8 Le cadre spécifique des programmes d’ouverture sociale rend possible une professionnalisation des fonctions de tuteurs par le statut salarié qu’elle leur donne. Par ailleurs, dans certains dispositifs très intégrés, l’encadrement des étudiants par des instances de socialisation permet un processus de codification des pratiques communes à tous les tuteurs du programme. Ces instances sont renforcées par le recours à des récits abstraits qui renforcent l’édiction de règles de bonnes pratiques. Toutefois, selon le modèle théorisé par Abbott, pour donner lieu à une profession, cette codification doit être articulée à une revendication de reconnaissance de la légitimité de ces pratiques [9].
Routinisation et légitimation des pratiques des tuteurs
9 Avec l’institutionnalisation des programmes, la routinisation des pratiques et leur codification rendent possible une stabilisation de la définition du rôle de tuteur. Accompagnateur éclairé, il se caractérise par son passage réussi dans le grand établissement, se démarquant à la fois de la figure du professeur et de celle de l’animateur social [10].
10 Parallèlement, l’émergence de structures inter-écoles rend possible une régulation des pratiques à plus grande échelle et une visibilité de la fonction qui accroît sa légitimité dans le champ de l’égalité des chances. Dans certains programmes, on constate même la construction de perspectives de carrière.

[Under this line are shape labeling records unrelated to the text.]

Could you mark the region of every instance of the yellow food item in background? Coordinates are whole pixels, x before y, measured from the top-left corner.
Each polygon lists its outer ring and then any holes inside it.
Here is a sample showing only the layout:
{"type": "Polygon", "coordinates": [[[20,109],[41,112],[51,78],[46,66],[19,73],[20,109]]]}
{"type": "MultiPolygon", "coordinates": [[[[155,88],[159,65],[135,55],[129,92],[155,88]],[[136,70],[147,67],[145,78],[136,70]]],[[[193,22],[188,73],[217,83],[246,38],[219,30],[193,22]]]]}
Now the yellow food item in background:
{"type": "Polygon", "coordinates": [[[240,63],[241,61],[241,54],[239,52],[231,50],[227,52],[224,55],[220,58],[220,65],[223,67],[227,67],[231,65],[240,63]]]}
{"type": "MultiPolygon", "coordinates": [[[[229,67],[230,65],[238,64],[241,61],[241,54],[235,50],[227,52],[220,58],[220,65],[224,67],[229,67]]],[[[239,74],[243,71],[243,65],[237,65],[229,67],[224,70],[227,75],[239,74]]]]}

L’émergence de structures de régulation des pratiques
11 Depuis l’année 2007/2008, l’association d’anciens tuteurs Partages, initialement chargée d’accompagner les lycéens du programme ESSEC au-delà du baccalauréat, a lancé une série d’événements dont l’objectif est de réunir tous les tuteurs des Grandes Écoles impliqués dans des dispositifs d’ouverture sociale afin d’interagir sur les problématiques liées à la mise en place dans chaque établissement [11]. Il s’agit alors de créer une homogénéisation dans les pratiques des tuteurs autour de méthodes communes à tous les étudiants. À titre d’exemple, lors du premier rendez-vous, les tuteurs ont pu réfléchir sur les modes d’inculcation les plus efficaces dans le cadre des ateliers d’anglais oral dont tous les tuteurs notent qu’il fait partie des plus difficiles à conduire. Sur la base de l’expérience de certains, le recours aux supports audio et audiovisuels a alors été proposé comme outil pertinent pour l’établissement d’une désacralisation ludique de la matière.
12 Au travers de ce type d’événement, on assiste à l’émergence de structures inter-écoles s’assimilant à des structures de représentation professionnelle qui régulent et participent à l’homogénéisation des méthodes de travail auprès des lycéens. La volonté de se réunir marque non seulement un désir de visibilité mais une conscience de soi en tant qu’étudiant occupant des fonctions distinctives. Toutefois, on peut s’interroger sur sa représentativité. Malgré la trentaine d’écoles participant à ces évènements, deux des établissements les plus médiatisés - le Lycée Henri IV et l’IEP de Paris - n’y sont pas impliqués, tout comme de nombreux autres établissements ne s’inscrivant pas dans la mouvance du programme Une Grande École, pourquoi pas moi ? S’il semble y avoir un processus de routinisation, de codification, la mise en visibilité de la fonction de tuteur par la création de structures inter-écoles n’a pas encore prétention à s’imposer comme représentative de tous les programmes français. Par là, l’établissement de la fonction de tuteur comme profession légitime paraît en cours, mais d’une ampleur encore limitée.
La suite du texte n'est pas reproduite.